L'usine sera implantée sur une surface de 5 hectares. Elle comptera un nouveau four, en remplacement des deux fours bientôt centenaires de l’entreprise, dont un seul demeure en activité. L’investissement consenti par la PME s’élève à 40 millions d’euros, soit l’équivalent de son chiffre d’affaires annuel, dont 5 millions en fonds propres. «C’est un projet de longue date, qui se concrétise aujourd’hui parce que la gouvernance de l’entreprise est plus simple, plus lisible», explique Matthieu Tanguy, directeur général de l’entreprise. «Avec les enjeux environnementaux et notre engagement RSE, la modernisation de nos outils était devenue nécessaire. Il fallait notamment substituer le charbon. Il n’y a jamais de moment idéal pour investir, c’est une question de projection. Il faut penser à 50 ou 60 ans, pas à l’année prochaine. C’est maintenant que ça se joue.»

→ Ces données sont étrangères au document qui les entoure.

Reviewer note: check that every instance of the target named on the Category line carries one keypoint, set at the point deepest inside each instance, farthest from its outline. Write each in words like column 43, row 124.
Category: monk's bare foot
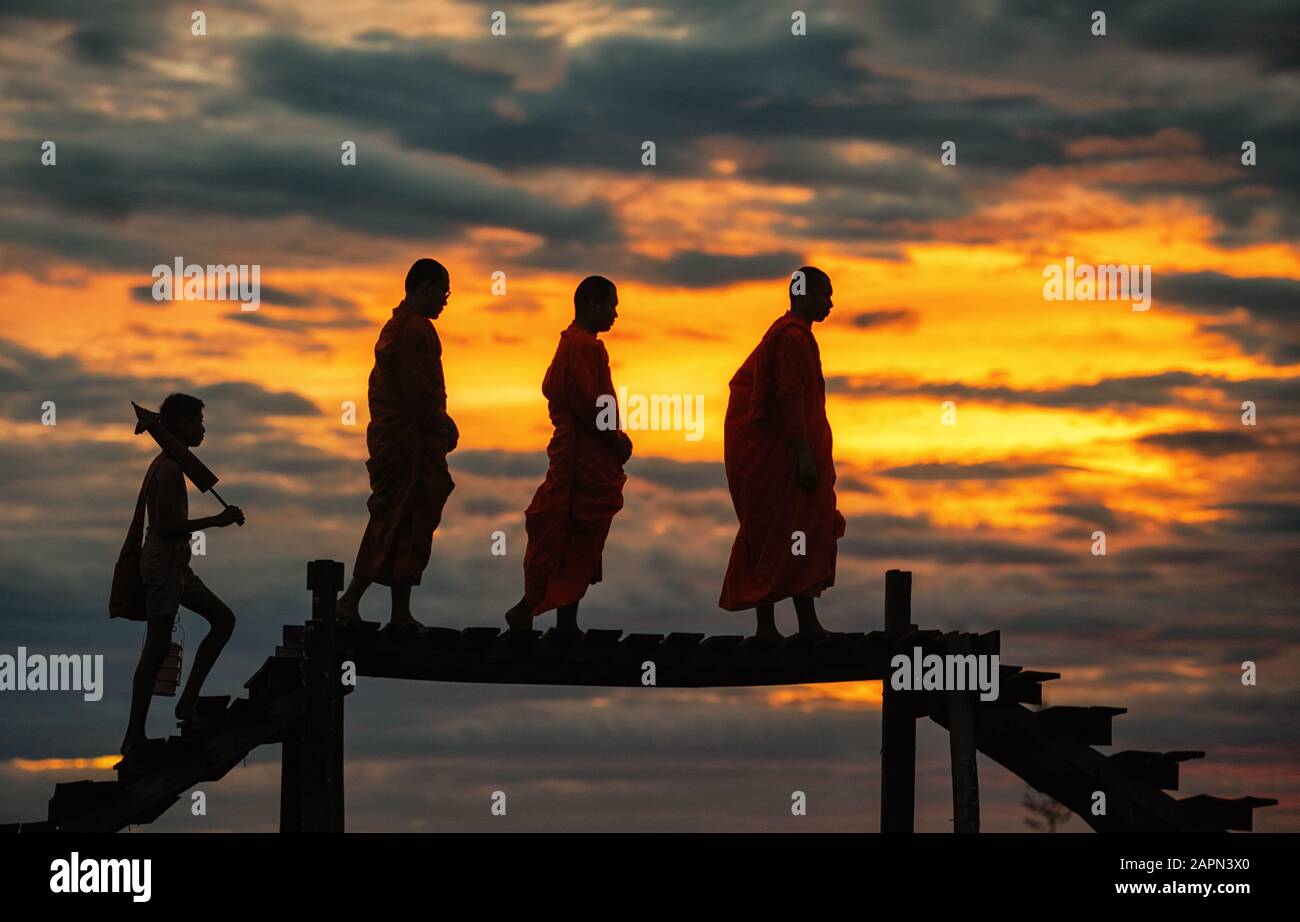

Le charbon sera remplacé par du gaz naturel d’ici à 2028 puis du biogaz à partir de 2030. Chaux de Saint-Astier assure avoir mis au point une technologie de calcination lui permettant un gain de 10% de consommation d’énergie et une réduction de 25% de ses émissions de CO2 d’ici à 2030. 

Plus d’écomatériaux

Les nouvelles infrastructures vont permettre aux Chaux de Saint-Astier de produire davantage, mais aussi d’accélérer leurs efforts en faveur de produits les plus respectueux de l’environnement possibles, à l’image de produits à base de chaux hydraulique naturelle associée à des solutions biosourcées destinées aux bétons de chanvre. «Avec cet outil, on gagne en fiabilité, en performance, sans viser une croissance folle. Le marché de la rénovation reste stable. Nous pourrons produire environ 30% de plus qu’actuellement, mais l’objectif est de durer, pas de faire du volume pour du volume. En misant notamment sur les écomatériaux, sur lesquels nous travaillons depuis 20 ans. La chaux est un matériau formidable, qui peut s’associer au lin, au chanvre, à la terre crue. Même quand le marché n’était pas prêt, on a continué à innover. Ce n’est encore qu’un petit segment, mais la prise de conscience est là, surtout depuis la période Covid. Il y a une vraie attente sur la durabilité, le confort d’été, la performance environnementale», estime Matthieu Tanguy.

Les travaux de construction de l’usine débuteront fin 2025 ou dans les premières semaines de 2026, pour une mise en service qui est prévue pour 2028. L’exploitation sera continue, et 5 à 10 postes vont être créés, alors que l’entreprise emploie aujourd’hui 145 salariés. Une fois dépolluée, l’ancienne usine sera dévolue au tourisme, et pourra donc témoigner de l’activité d’un site vieux de plus d’un siècle.